Recuerdo vivamente esos años duros de la Gran Recesión, cuando por todas partes se hablaba de que había que «quitar la grasa de la Administración». Tertulianos, politiquianos y, más que servidores, amos de lo público, se llenaron tanto la boca de «grasa» que nadie se explica cómo no sintieron náuseas. Prometían que en cuanto desapareciera la maldita grasa, habría chicha para todos. Que la crisis era un plan Pons de adelgazamiento en siete años. Que, en cuanto el Estado rebajara momios michelines, íbamos a competir en unas olimpiadas mundiales para superdotados. Pero, nanay. Ahí tienen, para comprobarlo, los ejemplos de alcaldes nepotistas, consejeros de comunidad ladrones –condenados por sentencia firme–, prevaricadores varios... Por cierto: se llama «ladrón» al enchufe que «permite tomar corriente eléctrica para más de un aparato», bonita acepción que podríamos incorporar al lenguaje del poltronismo público. Pasaron los años, y descubrimos con estupefacción que las vacas flacas eran... los obligados tributarios, y que en los pastos del erario, los bóvidos artiodáctilos siempre están bien hermosos y no se han puesto a dieta jamás. ¡La grasa, la grasa! Muchos enronquecieron de tanto hablar de la grasa en distintas tertulias y foros, en plazas y antros variados, por tierra, mar y aire (o sea: en prensa, radio y televisión). Por mi parte, cada vez que oía la palabra «grasa», me echaba mano al bolsillo, este sí demediado y famélico, al contrario que la grasa del Estado, que a temperatura ambiente continúa bien sólida e instalada en el cuerpo político y administrativo, un rozagante tejido adiposo que siguió creciendo, con sus ácidos grasos y su glicerol inmiscibles, y la misma vocación de eternidad del petróleo.
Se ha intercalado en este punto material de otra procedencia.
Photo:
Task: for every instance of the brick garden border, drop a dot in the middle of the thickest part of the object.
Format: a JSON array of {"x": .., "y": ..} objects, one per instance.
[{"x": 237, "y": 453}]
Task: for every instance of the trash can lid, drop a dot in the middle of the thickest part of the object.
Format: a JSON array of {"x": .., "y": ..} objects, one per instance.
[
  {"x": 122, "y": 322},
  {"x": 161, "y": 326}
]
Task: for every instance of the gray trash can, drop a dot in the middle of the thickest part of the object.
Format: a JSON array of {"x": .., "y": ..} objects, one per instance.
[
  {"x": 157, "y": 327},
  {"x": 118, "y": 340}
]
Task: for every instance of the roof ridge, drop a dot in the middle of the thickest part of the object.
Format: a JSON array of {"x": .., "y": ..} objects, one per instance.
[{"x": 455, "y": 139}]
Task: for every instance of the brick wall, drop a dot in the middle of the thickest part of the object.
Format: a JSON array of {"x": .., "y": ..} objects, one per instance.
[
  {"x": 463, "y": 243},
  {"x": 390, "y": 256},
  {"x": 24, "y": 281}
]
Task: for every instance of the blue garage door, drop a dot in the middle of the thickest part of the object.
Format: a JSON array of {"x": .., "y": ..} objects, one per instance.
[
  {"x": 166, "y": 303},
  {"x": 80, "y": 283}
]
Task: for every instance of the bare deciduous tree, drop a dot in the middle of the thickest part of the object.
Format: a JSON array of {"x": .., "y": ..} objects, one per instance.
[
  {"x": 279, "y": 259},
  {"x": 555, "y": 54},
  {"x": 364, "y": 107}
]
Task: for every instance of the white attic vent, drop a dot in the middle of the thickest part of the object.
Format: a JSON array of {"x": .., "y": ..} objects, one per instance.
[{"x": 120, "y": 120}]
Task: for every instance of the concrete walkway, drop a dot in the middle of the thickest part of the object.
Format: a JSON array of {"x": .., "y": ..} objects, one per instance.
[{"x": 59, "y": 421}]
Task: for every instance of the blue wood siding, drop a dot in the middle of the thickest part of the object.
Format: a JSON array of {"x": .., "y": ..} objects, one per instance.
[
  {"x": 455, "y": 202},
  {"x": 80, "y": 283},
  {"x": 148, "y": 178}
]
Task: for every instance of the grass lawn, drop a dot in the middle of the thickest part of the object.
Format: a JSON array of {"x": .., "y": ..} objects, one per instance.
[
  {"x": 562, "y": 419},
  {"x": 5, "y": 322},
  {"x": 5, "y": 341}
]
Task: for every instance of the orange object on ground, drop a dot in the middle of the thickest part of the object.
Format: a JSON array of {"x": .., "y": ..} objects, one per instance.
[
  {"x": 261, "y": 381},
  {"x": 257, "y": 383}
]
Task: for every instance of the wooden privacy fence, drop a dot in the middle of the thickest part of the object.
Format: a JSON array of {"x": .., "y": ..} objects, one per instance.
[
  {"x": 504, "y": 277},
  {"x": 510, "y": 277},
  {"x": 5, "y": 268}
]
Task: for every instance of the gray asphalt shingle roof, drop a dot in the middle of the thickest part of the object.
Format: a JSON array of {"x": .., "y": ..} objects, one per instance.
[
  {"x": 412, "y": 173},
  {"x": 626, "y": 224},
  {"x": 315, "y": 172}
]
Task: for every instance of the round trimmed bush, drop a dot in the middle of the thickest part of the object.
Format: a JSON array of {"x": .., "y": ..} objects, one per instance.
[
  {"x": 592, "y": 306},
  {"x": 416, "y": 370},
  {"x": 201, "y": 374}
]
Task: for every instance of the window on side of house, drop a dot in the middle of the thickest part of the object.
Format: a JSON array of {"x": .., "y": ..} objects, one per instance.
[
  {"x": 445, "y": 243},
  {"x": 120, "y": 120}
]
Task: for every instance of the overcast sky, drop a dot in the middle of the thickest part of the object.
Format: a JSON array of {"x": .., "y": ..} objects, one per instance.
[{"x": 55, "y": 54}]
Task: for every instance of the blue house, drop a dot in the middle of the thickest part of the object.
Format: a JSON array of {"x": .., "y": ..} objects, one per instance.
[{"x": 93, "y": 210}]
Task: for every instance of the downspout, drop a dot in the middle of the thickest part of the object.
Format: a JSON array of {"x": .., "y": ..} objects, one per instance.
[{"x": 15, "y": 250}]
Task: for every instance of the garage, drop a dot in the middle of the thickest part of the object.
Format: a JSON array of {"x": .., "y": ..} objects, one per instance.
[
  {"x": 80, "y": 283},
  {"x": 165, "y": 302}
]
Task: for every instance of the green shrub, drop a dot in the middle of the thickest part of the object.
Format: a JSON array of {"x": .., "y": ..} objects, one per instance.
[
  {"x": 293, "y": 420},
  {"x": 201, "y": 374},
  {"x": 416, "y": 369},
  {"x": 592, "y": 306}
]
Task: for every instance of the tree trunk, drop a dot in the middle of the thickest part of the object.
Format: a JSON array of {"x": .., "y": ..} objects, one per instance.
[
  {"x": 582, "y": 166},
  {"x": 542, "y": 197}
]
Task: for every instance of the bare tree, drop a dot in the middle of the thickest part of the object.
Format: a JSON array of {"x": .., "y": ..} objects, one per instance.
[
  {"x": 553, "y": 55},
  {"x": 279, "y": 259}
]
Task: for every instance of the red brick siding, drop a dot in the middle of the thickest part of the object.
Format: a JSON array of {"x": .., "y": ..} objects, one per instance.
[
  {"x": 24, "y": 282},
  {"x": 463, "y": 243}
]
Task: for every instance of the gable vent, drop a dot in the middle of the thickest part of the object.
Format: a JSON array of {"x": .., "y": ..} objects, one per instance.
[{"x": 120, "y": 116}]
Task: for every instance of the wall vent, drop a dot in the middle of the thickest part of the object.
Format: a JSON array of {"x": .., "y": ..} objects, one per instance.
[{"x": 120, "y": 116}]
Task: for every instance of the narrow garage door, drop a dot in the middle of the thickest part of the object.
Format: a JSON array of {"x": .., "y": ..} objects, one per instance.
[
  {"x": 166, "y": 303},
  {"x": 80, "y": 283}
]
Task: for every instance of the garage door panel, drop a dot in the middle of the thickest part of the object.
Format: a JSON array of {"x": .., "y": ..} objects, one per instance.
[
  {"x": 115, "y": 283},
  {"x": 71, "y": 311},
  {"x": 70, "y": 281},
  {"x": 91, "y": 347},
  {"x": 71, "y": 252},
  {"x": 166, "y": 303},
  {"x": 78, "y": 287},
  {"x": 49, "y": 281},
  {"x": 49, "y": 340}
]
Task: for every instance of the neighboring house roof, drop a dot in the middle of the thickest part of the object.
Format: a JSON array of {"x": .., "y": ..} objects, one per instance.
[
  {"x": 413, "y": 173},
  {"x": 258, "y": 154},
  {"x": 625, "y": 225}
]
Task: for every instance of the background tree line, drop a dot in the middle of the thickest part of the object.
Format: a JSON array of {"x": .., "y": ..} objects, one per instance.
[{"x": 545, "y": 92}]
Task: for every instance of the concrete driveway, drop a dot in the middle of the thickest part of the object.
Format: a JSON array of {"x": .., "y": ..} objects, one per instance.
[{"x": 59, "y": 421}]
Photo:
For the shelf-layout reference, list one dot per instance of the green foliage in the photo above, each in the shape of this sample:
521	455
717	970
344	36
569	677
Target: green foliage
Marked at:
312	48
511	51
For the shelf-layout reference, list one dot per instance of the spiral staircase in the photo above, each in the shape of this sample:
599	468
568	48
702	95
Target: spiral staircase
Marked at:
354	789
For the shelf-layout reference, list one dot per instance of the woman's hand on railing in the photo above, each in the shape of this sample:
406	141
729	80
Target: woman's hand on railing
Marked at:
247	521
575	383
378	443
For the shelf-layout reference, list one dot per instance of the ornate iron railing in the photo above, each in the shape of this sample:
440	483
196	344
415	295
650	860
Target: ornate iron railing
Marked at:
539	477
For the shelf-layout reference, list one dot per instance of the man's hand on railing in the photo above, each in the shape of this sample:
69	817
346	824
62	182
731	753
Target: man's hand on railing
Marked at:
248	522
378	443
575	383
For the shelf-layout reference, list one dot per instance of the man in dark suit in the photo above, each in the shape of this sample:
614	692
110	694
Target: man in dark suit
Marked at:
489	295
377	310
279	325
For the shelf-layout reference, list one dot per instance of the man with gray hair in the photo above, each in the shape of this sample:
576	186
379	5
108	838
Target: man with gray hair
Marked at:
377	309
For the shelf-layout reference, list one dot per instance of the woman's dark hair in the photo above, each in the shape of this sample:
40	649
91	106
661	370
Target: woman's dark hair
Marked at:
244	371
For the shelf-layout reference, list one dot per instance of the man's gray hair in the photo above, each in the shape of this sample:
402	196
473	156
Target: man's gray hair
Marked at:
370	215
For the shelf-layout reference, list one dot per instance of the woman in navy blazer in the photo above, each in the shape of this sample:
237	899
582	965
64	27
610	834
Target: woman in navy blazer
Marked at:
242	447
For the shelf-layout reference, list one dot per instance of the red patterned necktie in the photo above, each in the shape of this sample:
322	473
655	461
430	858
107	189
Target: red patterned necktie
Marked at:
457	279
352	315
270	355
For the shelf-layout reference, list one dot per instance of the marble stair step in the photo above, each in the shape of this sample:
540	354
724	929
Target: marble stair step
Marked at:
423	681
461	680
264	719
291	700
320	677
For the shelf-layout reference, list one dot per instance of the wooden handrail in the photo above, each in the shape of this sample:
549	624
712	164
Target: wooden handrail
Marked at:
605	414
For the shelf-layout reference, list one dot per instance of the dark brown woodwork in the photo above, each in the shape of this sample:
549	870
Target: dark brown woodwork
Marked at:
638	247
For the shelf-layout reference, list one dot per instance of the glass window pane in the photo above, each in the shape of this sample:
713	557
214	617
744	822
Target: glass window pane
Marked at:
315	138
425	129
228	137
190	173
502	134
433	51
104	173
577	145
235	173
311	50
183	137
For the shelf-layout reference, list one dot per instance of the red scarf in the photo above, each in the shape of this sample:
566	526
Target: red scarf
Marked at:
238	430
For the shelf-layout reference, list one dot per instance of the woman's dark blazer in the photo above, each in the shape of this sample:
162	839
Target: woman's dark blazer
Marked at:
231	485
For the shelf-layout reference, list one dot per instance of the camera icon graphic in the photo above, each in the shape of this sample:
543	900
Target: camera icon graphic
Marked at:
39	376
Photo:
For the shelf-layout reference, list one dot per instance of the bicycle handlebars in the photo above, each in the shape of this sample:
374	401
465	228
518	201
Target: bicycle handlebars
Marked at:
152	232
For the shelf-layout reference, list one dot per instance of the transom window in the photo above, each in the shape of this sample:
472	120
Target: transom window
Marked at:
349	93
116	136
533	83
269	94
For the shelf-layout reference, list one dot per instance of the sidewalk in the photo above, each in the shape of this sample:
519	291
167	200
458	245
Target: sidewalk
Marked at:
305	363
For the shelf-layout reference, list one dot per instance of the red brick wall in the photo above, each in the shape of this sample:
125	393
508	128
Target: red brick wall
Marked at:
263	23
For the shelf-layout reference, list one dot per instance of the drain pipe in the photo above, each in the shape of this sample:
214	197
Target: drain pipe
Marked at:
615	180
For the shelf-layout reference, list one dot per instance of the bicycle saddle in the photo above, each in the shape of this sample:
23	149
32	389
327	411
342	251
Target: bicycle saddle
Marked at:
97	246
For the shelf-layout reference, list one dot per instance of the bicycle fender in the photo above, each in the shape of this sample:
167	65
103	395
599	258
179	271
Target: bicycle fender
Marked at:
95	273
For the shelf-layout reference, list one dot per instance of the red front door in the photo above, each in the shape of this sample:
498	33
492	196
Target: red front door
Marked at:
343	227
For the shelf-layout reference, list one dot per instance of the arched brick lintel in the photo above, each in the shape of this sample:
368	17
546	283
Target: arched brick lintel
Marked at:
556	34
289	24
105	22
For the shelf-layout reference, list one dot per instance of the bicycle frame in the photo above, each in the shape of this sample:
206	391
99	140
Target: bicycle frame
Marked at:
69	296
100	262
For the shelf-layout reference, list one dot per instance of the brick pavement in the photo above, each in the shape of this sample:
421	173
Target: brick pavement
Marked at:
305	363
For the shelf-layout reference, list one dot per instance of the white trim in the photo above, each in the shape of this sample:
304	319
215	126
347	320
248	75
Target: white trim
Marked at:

El proyecto de acabar con la grasa siempre se conjugaba en futuro, jamás en presente: nadie dijo «estamos terminando con la grasa», sino: «se va a eliminar la grasa», usando vagos verbos infinitivos. Mientras que el ciudadano, en casa y en su trabajo, si tenía la suerte de conservarlo, oía aquello de que se iba a rebajar grasa y miraba con melancolía al cielo, del que parecía que le llovían palos tributarios, multas sádicas, desempleo y precariedad. Al final, la Administración no se ha quitado a sí misma grasa de ningún tipo. Pero al contribuyente lo ha dejado sin grasa. Y hasta sin músculo.